From Debate to Equilibrium: Belief-Driven Multi-Agent LLM Reasoning via Bayesian Nash Equilibrium¶

Conference: ICML 2025

Authors: Xie Yi, Zhanke Zhou, Chentao Cao, Qiyu Niu, Tongliang Liu, Bo Han (TMLR Group)

Area: LLM Agent

Keywords: Multi-Agent LLM, Bayesian Nash Equilibrium, Reinforcement Learning, Belief Coordination, Scalable Reasoning

Code: GitHub

TL;DR¶

This paper models multi-LLM coordination as an incomplete information game and proposes the ECON framework. It achieves implicit belief-driven multi-agent coordinated reasoning via Bayesian Nash Equilibrium (BNE) without explicit message passing while providing theoretical convergence guarantees, yielding an average improvement of 11.2% across six reasoning benchmarks.

Background & Motivation¶

While multi-agent LLM frameworks (such as Multi-Agent Debate, MAD) have proven effective in enhancing reasoning capabilities, existing methods suffer from three fundamental limitations:

Excessive communication overhead: Traditional multi-round debates require agents to explicitly pass messages, causing token consumption and computational overhead to scale linearly with the number of rounds.

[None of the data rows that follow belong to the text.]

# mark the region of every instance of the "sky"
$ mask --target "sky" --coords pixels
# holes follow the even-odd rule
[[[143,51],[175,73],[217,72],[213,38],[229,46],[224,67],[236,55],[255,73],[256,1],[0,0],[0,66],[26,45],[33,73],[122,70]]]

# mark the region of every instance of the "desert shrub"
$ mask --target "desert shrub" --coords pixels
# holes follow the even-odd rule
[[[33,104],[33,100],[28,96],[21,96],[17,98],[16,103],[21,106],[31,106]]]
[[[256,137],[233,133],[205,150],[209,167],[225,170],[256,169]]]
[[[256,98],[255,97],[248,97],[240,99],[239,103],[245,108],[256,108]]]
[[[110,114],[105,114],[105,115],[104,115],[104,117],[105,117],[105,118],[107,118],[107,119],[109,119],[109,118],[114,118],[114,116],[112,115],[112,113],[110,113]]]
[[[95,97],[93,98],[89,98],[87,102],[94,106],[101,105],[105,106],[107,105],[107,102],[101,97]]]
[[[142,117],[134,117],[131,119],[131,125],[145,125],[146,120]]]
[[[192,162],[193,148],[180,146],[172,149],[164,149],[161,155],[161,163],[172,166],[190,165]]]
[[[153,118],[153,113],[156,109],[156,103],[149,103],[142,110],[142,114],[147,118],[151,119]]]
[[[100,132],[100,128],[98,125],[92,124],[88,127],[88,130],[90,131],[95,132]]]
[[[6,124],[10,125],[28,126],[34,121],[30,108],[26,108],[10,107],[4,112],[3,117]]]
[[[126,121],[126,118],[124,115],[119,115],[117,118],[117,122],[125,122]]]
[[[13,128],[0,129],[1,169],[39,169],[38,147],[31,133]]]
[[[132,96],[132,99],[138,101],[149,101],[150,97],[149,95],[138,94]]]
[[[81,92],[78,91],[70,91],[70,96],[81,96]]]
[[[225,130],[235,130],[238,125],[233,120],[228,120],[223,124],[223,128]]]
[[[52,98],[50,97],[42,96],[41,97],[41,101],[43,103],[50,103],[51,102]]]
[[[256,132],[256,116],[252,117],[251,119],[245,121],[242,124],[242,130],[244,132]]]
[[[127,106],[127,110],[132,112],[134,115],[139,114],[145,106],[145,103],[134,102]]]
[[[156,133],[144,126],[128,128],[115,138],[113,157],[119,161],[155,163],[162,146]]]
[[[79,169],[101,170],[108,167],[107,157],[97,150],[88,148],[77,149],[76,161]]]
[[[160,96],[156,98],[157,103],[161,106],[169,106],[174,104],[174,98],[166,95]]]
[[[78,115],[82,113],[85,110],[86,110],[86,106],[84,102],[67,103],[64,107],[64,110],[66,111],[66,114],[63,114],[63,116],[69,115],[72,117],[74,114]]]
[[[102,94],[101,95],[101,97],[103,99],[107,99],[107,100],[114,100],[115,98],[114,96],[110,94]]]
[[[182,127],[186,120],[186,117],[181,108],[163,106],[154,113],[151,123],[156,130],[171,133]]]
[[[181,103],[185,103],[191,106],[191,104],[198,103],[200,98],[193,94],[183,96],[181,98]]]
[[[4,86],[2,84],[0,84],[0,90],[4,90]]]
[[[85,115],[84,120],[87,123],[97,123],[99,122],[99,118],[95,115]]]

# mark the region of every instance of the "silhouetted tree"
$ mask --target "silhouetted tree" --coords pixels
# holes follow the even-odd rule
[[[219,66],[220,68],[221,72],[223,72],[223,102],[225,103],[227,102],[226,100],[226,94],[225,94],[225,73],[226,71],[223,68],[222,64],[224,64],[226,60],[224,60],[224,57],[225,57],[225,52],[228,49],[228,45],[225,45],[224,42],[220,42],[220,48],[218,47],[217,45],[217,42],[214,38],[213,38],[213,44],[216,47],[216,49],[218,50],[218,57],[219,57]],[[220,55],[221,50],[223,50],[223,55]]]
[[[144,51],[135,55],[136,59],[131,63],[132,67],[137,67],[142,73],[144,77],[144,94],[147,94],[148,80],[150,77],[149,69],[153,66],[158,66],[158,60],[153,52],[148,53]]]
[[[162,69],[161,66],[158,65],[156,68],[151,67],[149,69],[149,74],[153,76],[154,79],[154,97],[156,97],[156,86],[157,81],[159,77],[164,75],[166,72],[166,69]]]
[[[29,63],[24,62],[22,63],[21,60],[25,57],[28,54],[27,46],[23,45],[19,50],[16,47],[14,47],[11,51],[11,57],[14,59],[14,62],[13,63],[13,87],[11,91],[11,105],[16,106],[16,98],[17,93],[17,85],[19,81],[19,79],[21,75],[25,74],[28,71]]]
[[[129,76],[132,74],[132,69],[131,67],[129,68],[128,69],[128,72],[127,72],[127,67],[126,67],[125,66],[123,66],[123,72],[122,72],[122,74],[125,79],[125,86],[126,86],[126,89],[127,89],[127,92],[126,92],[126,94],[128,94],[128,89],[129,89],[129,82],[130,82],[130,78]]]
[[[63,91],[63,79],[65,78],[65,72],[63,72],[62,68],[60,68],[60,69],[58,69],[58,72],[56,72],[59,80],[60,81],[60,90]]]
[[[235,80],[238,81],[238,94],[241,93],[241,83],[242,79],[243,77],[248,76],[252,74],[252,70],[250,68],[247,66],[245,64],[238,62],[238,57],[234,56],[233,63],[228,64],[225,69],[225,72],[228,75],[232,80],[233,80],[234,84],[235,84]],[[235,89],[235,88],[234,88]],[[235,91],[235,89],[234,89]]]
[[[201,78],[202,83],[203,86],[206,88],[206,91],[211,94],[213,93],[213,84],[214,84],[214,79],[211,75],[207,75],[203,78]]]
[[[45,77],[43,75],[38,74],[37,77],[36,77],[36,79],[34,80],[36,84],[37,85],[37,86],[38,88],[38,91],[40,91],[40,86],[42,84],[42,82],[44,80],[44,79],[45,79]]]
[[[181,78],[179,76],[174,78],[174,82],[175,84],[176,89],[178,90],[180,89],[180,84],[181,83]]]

Lack of convergence guarantees: Prior methods lack theoretical guarantees that the debate will converge to a correct or consistent answer, potentially leading to infinite loops.

Poor scalability: Information exchange between agents can easily exceed the context length limits of LLMs, causing performance to degrade as the number of agents increases.

Key Insight: Instead of having agents "converse" directly (explicit communication), it is more effective to let each agent independently make an optimal response based on its probabilistic beliefs about other agents' policies. This formulation directly aligns with the concept of Bayesian Nash Equilibrium (BNE) in game theory.

Method¶

Overall Architecture — ECON¶

ECON (Efficient Coordination via Nash Equilibrium) adopts a hierarchical architecture:

Coordinator LLM: Generates strategic instructions (\(\le\) 50 tokens) without directly revealing answers, responsible for final commitment.
Executor LLMs: Multiple agents process problems independently, generating answers based on the Coordinator's strategy and their own beliefs.
BeliefNetwork: Manages the belief state of each agent and computes Q-values.
BeliefEncoder: Aggregates group representations using an attention mechanism.
Mixer: An attention-based agent interaction layer that aggregates local Q-values and incorporates commitment alignment and consistency regularization.

Game-Theoretic Modeling¶

Multi-LLM coordination is formulated as an incomplete information game \(\Gamma = (N, \{A_i\}, \{\Theta_i\}, \{u_i\}, p)\):

\(N\) LLM agents, where each agent \(i\) has an action space \(A_i\) (i.e., potential answers).
Type space \(\Theta_i\) represents the private information of an agent (e.g., model capability, context understanding).
Utility function \(u_i\) measures the quality of the answer.
Prior distribution \(p\) describes the belief about other agents' types.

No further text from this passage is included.